Что до меня, то я мучился и вопрошал, но все никак не отпускал глупой надежды, то и дело поглядывая на стрелки привокзальных часов – они отбивали час за часом, точно мне в упрек, что мне в конце концов становится страшно на них смотреть. Я вновь (в последний раз, я пообещал себе) обошел вдоль и поперек единственный перрон в ее поисках, ответно заглядывая в лицо каждому встречному, точно ожидая ответов в духе: «Не ищи ее. Она в зале ожидания». Все это время меня толкали все теми же острыми локтями (я и сам уже чувствовал себя лишним), останавливали и просили документы (мой дрянной бумажник недоумевал от такого обращения), мне что-то предлагали, торговались неизвестно за что, кричали мне в спину и мешали пройти, затем перекрикивали друг друга, чтобы за следующей вокзальной колонной меня словил кто-то другой, а этот другой – все та же небитая красная рожа, приплюснутая черной кепкой – задает мне каверзные, всегда неуютные вопросы по типу: «А с какой целью, уважаемый, вы к нам пожаловали?» и, наконец узнав мою фамилию из документов, как сумасшедший убегает от меня, только сверкая пятками.
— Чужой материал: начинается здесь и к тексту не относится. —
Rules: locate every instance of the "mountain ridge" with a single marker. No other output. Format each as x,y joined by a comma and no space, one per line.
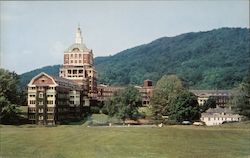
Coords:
215,59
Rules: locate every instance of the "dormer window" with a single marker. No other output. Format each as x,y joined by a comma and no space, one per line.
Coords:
75,49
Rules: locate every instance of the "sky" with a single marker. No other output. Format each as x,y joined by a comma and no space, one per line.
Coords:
35,34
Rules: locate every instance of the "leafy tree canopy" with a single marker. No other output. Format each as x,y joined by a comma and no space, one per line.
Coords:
170,98
10,97
216,59
241,100
210,103
124,104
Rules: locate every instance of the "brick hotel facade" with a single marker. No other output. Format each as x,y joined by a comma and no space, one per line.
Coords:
52,100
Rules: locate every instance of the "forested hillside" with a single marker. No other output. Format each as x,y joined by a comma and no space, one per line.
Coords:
217,59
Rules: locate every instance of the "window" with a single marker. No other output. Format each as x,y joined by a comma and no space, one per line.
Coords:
50,101
40,95
50,117
32,102
31,117
50,110
32,110
40,117
40,110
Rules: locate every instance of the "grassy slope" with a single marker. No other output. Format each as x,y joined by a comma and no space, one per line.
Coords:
79,141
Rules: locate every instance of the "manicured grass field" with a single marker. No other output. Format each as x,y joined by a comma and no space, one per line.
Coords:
73,141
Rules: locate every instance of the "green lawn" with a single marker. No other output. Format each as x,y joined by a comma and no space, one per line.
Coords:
111,142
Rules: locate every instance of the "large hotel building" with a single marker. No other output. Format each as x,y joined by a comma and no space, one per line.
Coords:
52,100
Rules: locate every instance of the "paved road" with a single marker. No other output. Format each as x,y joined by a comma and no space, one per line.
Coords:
124,126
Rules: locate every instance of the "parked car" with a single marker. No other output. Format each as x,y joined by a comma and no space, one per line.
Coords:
198,123
186,123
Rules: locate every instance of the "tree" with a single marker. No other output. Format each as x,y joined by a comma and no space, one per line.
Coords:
241,100
184,107
167,88
124,104
171,99
10,97
210,103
Все это безумие длится часами и заканчивается буквально в пять минут. Я действительно нашел ее в зале ожидания. Это было несложно: она растянулась маленьким котенком на нескольких дощатых сиденьях, вопреки всем остальным, кто ютился по затаённым углам, свернувшись в калачик. Эль глядела в потрескавшийся потолок, украшенный некогда фресками, и не замечала, как обычно, ничего кругом, даже если бы я стоял к ней вплотную и добивался ее внимания – пожалуй, этого бы и подавно не замечала. Поначалу она лишь отдаленно напоминала мне девчонку, что я когда-то знал: вроде бы все та же безнадежная миниатюрная хрупкость во всем ее лике, те же кудрявые шелковистые космы, в которых она укрывала свое работворное лицо от тогоединственного, ее суженого, которого она когда-то ждала, все то же трепещущее вздымание груди при каждом вздохе, все те же уничижительные чувства при виде ее, и все в ней вроде бы осталось прежним, каким я оставил три года назад, но что-то не так, и я отдаю себе в этом отчет, и каждый шаг навстречу к ней лишь подтверждает мои догадки.